The University of Gloucestershire

group of young men working at a table

Pairing better mentoring and a love of sports to help keep boys at school

The University of Gloucestershire and its partners have created an innovative sports-based course with a gender-responsive approach to support disadvantaged boys and young men.

Paul Hopkins, Visiting Fellow at the University of Gloucestershire, said: “The rate of early school leaving (ESL) is consistently higher among boys than girls in nearly all EU member states, yet there is a shortage of initiatives specifically targeted at boys to try to prevent this.”

More work with boys and men, especially around male mental health and its links to boys’ educational attainment and early school leaving, was needed. The University of Gloucestershire rose to the challenge when it led the Erasmus+ Strategic Partnership project Sport Students as Mentors (SSaMs).

“The University of Gloucestershire's School of Sport & Exercise is one of the largest providers of sport and exercise programmes in the UK," said Paul. University of Gloucestershire Erasmus+ project

"We partnered with four other higher education institutions from Ireland, Czech Republic, Greece and Spain, and a non-government organisation in Italy. We also worked with individuals with various expertise across sport, education, health care and promotion, as well as economics and social welfare.

“Our ultimate aim is to provide sports students with practical skills in mentoring with boys and young men, to help reduce early school leaving by young males.

Innovation to battle early school leaving

“There is currently no other sports-based higher education course that uses boys and young men’s affinity with sport. Nor is there a sports-related, strengths-based methodology used at HE level to address early school leaving and associated concerns."

Young male gender-responsive work was also a new concept for most of the other nations involved in the project, Paul explained.

"The sports-based, gender-responsive approach used to support disadvantaged boys and young men is one of the most innovative aspects of the SSaMs project.

Developing mentoring skills

“Sports personnel are already working with young males in schools and non-formal education settings. However, while these personnel are well placed to work with young males, they often lack the knowledge and skills required to work effectively in supportive education, health, and social contexts.”

Realising that mentoring is a well-established, non-formal method of improving academic attainment, and a technique used in sport to develop key athletic strengths, the University of Gloucestershire decided to use this to tackle the issue.

The sports-based, gender-responsive approach used to support disadvantaged boys and young men and boys is one of the most innovative aspects of the SSaMs project.

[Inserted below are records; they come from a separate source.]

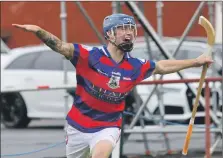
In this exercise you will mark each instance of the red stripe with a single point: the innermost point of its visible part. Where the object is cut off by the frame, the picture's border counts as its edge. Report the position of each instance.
(101, 80)
(83, 52)
(97, 104)
(106, 61)
(87, 122)
(126, 65)
(145, 67)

“Our project will assist in reducing male ESL by the development of a Higher Education Institute (HEI) course to enhance the knowledge and skills of undergraduate sports students. We have designed an undergraduate module for sports students relevant to their future employability in the sports workplace.

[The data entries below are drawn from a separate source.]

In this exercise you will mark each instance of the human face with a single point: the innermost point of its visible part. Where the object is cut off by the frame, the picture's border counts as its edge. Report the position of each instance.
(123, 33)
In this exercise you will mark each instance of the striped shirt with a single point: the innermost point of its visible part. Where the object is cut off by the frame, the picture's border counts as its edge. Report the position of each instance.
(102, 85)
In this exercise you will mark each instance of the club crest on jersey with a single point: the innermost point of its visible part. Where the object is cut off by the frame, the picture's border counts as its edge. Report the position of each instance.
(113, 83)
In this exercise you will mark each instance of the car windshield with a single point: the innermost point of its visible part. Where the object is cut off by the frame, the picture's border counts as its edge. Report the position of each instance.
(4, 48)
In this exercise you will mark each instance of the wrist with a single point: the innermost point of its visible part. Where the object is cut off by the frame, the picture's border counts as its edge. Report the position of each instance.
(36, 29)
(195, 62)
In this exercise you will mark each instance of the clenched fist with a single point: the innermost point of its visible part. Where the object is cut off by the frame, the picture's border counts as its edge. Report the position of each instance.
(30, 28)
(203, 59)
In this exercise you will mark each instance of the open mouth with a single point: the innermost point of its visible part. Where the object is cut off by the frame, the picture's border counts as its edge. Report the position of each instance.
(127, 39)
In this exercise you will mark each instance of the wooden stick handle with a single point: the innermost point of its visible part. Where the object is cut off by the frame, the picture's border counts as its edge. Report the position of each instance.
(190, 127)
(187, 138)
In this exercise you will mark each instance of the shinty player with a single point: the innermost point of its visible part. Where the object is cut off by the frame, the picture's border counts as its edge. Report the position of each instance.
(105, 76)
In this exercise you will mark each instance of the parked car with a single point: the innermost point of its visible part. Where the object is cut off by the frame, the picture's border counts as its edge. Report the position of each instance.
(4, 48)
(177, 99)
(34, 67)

"It will help them to provide mentoring support in future vocational settings for young males who are underachieving at school and so motivate them to stay at school and improve their educational attainment. The course also instructs students on support for young men's mental and emotional health as an issue affecting educational performance.”

Student input

The six partners designed the course content based on existing training materials developed for sports coaches to mentor young males provided by Mengage, who work to improve boys’ educational achievement.

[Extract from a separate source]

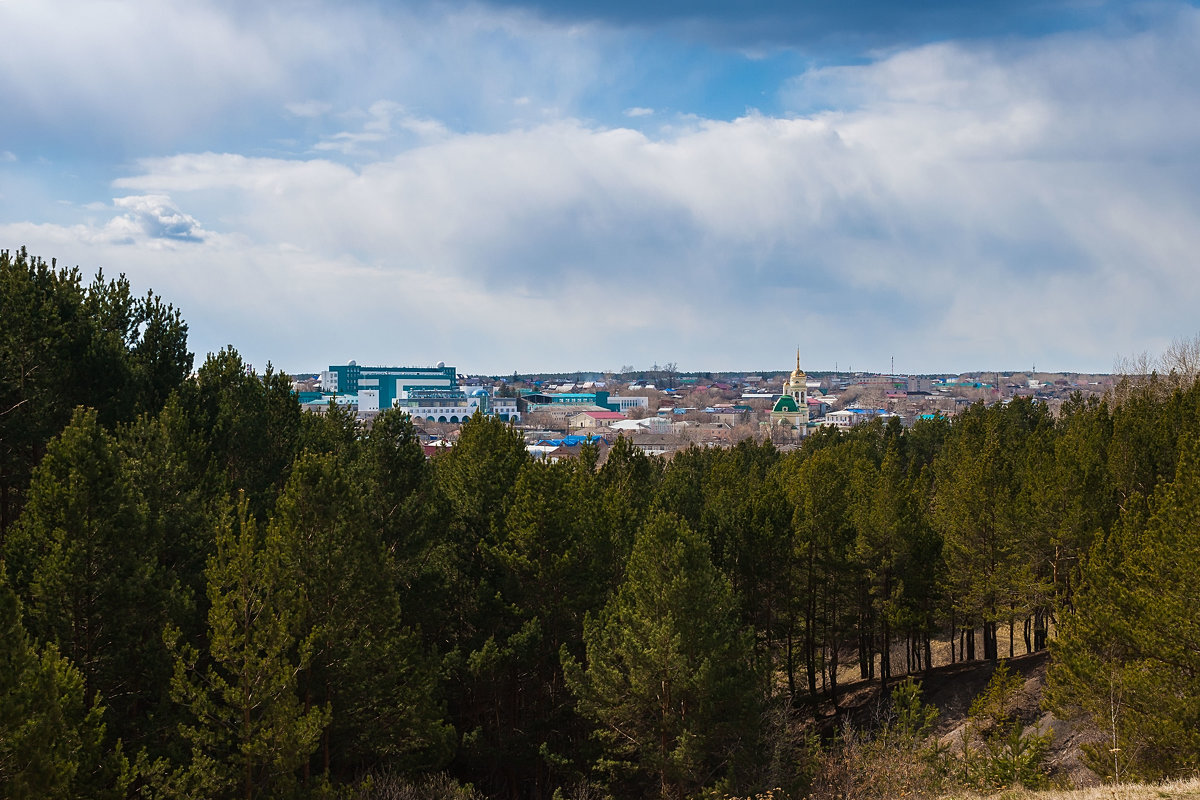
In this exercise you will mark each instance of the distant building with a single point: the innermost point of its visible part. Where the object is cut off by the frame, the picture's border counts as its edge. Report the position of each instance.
(382, 386)
(791, 409)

Students in a lecture room in Italy at Erasmus+ project pilot training

The partners produced learning and training materials with the input of 183 sports students, who participated in a pilot of the course.

“Students were critical to the project, and were involved in the needs analysis and piloting of learning materials," Paul said. 

"This had a knock-on effect of awakening an interest in mentoring and a desire to see the module integrated into their university courses. Some participating sports students have continued to develop the work the project started.”

Wider impact

“Most of the partner HEIs will now be offering the module at their institutions, and components of the course will be used in other sports science courses. There is also interest among schools and education providers to use the materials and techniques we pioneered.

"For example, Mengage are promoting SSaMs nationally, via their ‘Raising Boys’ Achievement’ workshops and The National League Trust, which supports community programmes, has expressed an interest in their staff receiving the training.

“This course will provide future professionals with the necessary skills to work with boys and young men, to support their mental and emotional health, and to motivate them to remain in education, and can also prove a valuable tool for developing important life skills.”